Wednesday, April 9, 2008

Crustless Tex-Mex Meatloaf Cheddar Pie

It's not a secret that my family loves food. We obsess about it, really. When we're enjoying one meal, we're talking about what's going to be prepared for the next. When we go on trips, the most important decision to make is where we're going to eat. When we go to a favorite restaurant, we order the same thing. Every. Time. It's bad! Real bad!

Not only do we get into the food itself, but we have heirloom serving dishes and real silverware bought from somewhere across seas way back when that we inherited from extended family who have passed on. This family has loved eating for many generations! (Okay, so we don't eat this fancy all the time, just for special occasions)

Needless to say, cooking is definitely a hobby of mine that I inherited from my dad. My grandmother can't quite figure it out since she spent a good portion of her life keeping busy with feeding 8 mouths, including herself. I'm thinking it's a generational thing since I have the luxury of being home, with one young child, and have time on my hands to prepare fresh, healthy meals. There are many more factors that would play into this, I know, but I grew up in a family where meals were fun to make and we have a great appreciation for all the creativity out there for it.

So, without further ado, here is a recipe I'd like to share. It's from "Everyday With Rachael Ray." Some folks have a love/hate relationship with her, I know. I'm not crazy about all her lingo, but I am crazy about her creativity, level of fresh ingredients, and overall really flavorful meals! I made this the other night and thought it was worthy of passing on.

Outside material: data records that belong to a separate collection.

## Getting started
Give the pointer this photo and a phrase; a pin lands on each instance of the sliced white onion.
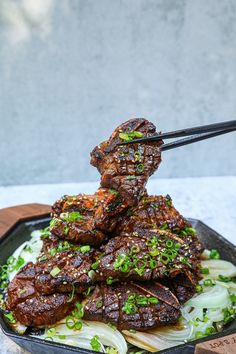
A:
(215, 315)
(213, 297)
(148, 341)
(81, 338)
(219, 267)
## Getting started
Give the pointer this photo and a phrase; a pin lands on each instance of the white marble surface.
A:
(211, 199)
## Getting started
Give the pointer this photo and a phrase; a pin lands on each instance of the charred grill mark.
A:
(143, 316)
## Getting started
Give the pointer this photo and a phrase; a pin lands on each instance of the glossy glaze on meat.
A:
(30, 307)
(87, 218)
(151, 212)
(73, 269)
(127, 168)
(158, 212)
(145, 255)
(136, 251)
(107, 304)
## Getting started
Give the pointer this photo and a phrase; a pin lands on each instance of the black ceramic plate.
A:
(21, 232)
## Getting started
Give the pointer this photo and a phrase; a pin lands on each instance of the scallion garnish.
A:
(55, 271)
(96, 344)
(140, 168)
(208, 282)
(84, 249)
(224, 278)
(10, 317)
(71, 217)
(130, 135)
(205, 271)
(109, 280)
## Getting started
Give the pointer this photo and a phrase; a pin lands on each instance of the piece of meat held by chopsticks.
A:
(87, 219)
(127, 168)
(30, 307)
(131, 305)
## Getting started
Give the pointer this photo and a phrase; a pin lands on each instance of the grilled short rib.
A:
(158, 212)
(151, 212)
(133, 306)
(65, 271)
(145, 255)
(126, 168)
(30, 307)
(87, 218)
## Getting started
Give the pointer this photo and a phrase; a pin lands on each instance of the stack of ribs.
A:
(130, 258)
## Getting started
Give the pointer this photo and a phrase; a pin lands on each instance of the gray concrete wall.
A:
(71, 71)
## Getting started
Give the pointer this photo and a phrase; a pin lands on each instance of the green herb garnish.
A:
(214, 254)
(55, 271)
(96, 344)
(130, 136)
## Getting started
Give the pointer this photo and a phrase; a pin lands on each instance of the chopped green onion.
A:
(190, 231)
(164, 226)
(109, 280)
(72, 293)
(140, 168)
(95, 265)
(233, 298)
(78, 325)
(208, 282)
(135, 249)
(113, 191)
(177, 246)
(224, 279)
(210, 330)
(53, 251)
(137, 156)
(153, 300)
(70, 322)
(205, 270)
(130, 136)
(154, 252)
(84, 249)
(98, 304)
(153, 264)
(96, 344)
(214, 254)
(55, 271)
(66, 229)
(129, 308)
(10, 317)
(130, 178)
(72, 217)
(169, 243)
(79, 311)
(199, 288)
(229, 314)
(141, 300)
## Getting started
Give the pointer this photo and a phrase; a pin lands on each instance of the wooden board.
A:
(9, 217)
(223, 345)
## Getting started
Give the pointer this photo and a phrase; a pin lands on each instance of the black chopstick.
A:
(186, 132)
(194, 139)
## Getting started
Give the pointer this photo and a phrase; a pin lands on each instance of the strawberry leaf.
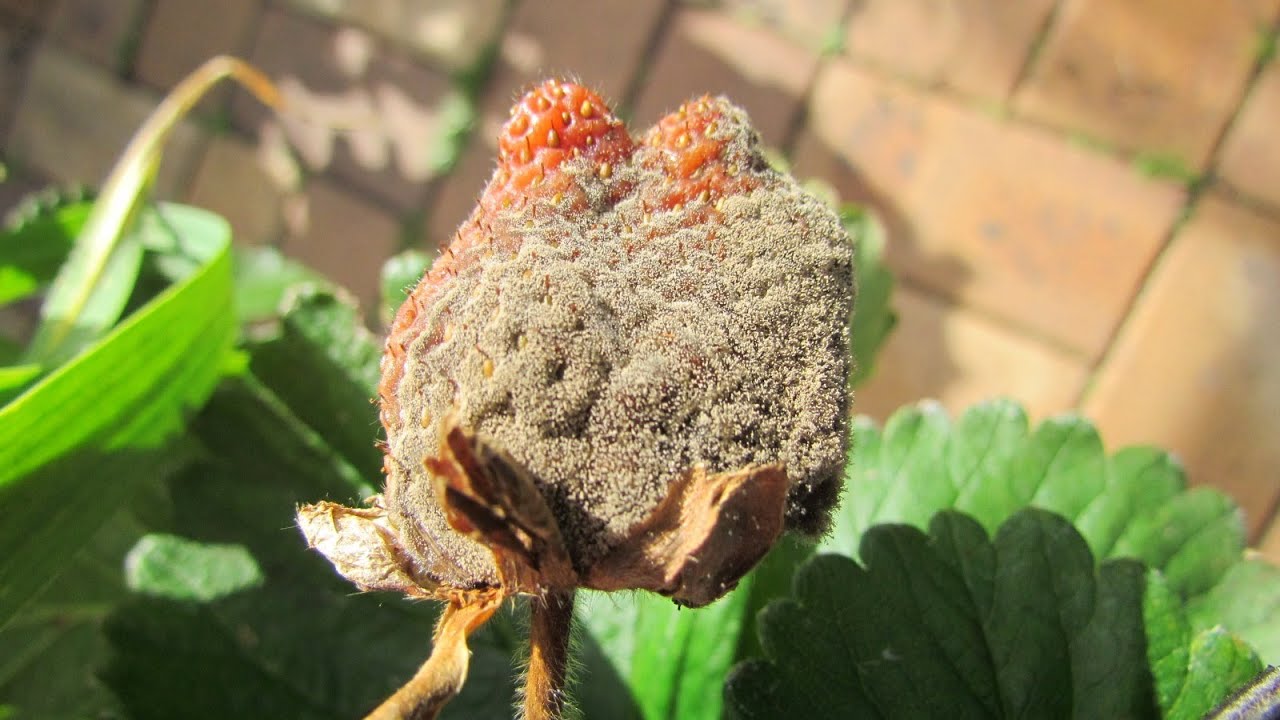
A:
(1193, 669)
(873, 318)
(119, 406)
(952, 624)
(990, 464)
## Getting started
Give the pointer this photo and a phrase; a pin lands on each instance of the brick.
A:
(355, 109)
(565, 37)
(1157, 76)
(183, 33)
(346, 238)
(709, 51)
(813, 23)
(977, 48)
(97, 30)
(457, 195)
(453, 32)
(24, 10)
(1006, 218)
(74, 121)
(1197, 367)
(959, 358)
(1251, 155)
(236, 181)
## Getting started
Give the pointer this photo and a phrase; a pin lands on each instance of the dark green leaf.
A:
(400, 276)
(873, 318)
(36, 244)
(1247, 601)
(1260, 700)
(264, 281)
(80, 441)
(324, 345)
(988, 464)
(50, 651)
(955, 625)
(302, 645)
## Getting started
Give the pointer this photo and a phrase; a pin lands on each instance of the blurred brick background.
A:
(1083, 196)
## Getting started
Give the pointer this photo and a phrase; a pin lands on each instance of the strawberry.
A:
(626, 370)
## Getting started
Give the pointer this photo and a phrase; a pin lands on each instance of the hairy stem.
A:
(551, 620)
(440, 678)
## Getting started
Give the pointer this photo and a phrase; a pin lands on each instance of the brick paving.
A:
(1002, 144)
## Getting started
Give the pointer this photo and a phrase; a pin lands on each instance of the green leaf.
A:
(1193, 670)
(873, 318)
(1260, 698)
(323, 343)
(400, 276)
(1247, 600)
(302, 643)
(37, 242)
(955, 625)
(172, 566)
(81, 440)
(50, 651)
(264, 281)
(988, 464)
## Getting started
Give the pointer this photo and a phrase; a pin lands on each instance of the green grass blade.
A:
(74, 443)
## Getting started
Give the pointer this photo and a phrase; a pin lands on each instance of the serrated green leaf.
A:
(177, 568)
(672, 659)
(80, 441)
(36, 245)
(50, 651)
(1247, 600)
(264, 281)
(988, 464)
(955, 625)
(323, 343)
(401, 273)
(1258, 700)
(302, 645)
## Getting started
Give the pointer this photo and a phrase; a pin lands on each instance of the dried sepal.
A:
(364, 547)
(494, 501)
(702, 540)
(442, 677)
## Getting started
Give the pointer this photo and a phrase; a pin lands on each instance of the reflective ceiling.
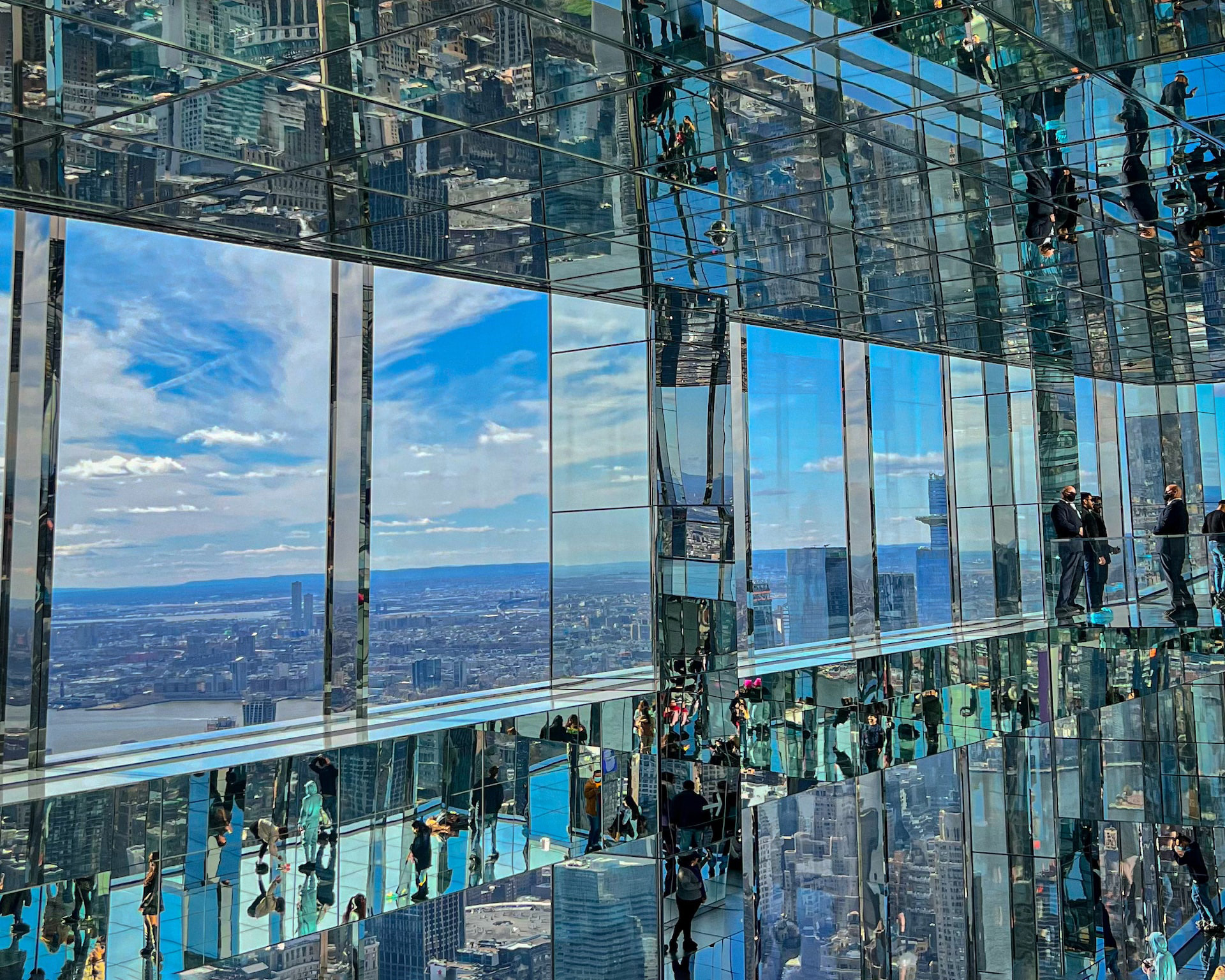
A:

16 oz jar of fired-roasted red peppers, drained split, and seeded
12 oz (3 cups) shredded Mexican cheese blend (I used the 4 cheese blend, without the seasoning)
1.5 lb ground lean beef
16 oz jar chunky salsa
1 cup bread crumbs
2 eggs, lightly beaten
1/3 cup chopped flat-leaf parsley
3/4 tsp salt
3/4 tsp pepper

1. Preheat oven to 375. Grease a 10" pie pan with a light coat of olive oil and line with red peppers.
2. Scatter 1 cup of cheese on top.
3. In a bowl, mix 1 cup of cheese, beef, 3/4 cup salsa, bread crumbs, eggs, parsley, salt, and pepper until just combined.
4. Press into the pepper/cheese-lined pie plate. Spread the remaining salsa on top. Bake for 35 minutes.
5. Spread the rest of the cheese on top and bake another 10-15 minutes.
6. Let cool for 15 minutes before serving.

IT'S SO GOOD!!!

Side note: If you actually look this up online (www.everydaywithrachaelraymag.com), it tells you to bake it in less time. I think they made a mistake, because there is no way this would be fully cooked with the amount of time they tell you.

1 comment:

kclblogs said...

I can tell I'm going to be referring back to this blog a lot for meal ideas!